[Techtalk] tcpdump and iptables

Hans Tegnerud hans_tegnerud at chello.se
Sun Jun 22 02:36:41 EST 2003


Subba Rao wrote:

> I am using iptables on my system.  It is very basic setup that denies all
> outside connections.  When an outside connection is attempted, the packet
is
> dropped and logged into the syslog.  When I run tcpdump on the same
interface,
> I do see a lot of ARP requests and bootps/bootpc (UDP) requests.  Why are
these
> attempts not logged into syslog?
>
> Is it because ARP requests are a lower level protocol?

It sounds as if these packets might be destined for other machines and I
believe tcpdump sets the network card into promiscuous mode by default (try
the '-p' switch to tcpdump) and that your iptables rules only log packets
destined for your machine.

> Another question is, when a legitimate packet is allowed and climbing the
> TCP/IP stack, who (iptables or tcpdump) gets to see the packet first?

I believe tcpdump does.
I found the snippet below in the LVS-HOWTO (linuxvirtualserver.org).


"tcpdump makes a copy of packets for its own use. tcpdump gets a copy of the
packets before netfilter (on the way in) and after netfilter (on the way
out). You should see all packets with tcpdump as if netfilter didn't exist.

Joseph Mack, 16 Mar 2001
I'm looking at packets after they've been accepted by TP and I'm using
(among other things) tcpdump.
Where in the netfilter chain does tcpdump look at incoming and outgoing
packets? When they are put on/received from the wire? After the INPUT,
before the OUTPUT chain...?

Julian
Before/after any netfilter chains.
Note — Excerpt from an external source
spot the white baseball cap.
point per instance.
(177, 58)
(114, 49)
Such programs hook at packet level
before/after the IP stack just before/after the packet is received/must be
sent from/by the device. They work for other protocols. tcpdump is a packet
receiver just like the IP stack is in the network stack."

http://www.linuxvirtualserver.org/Joseph.Mack/HOWTO/LVS-HOWTO.filter_rules.html


Anyone, please enlighten me if I'm wrong.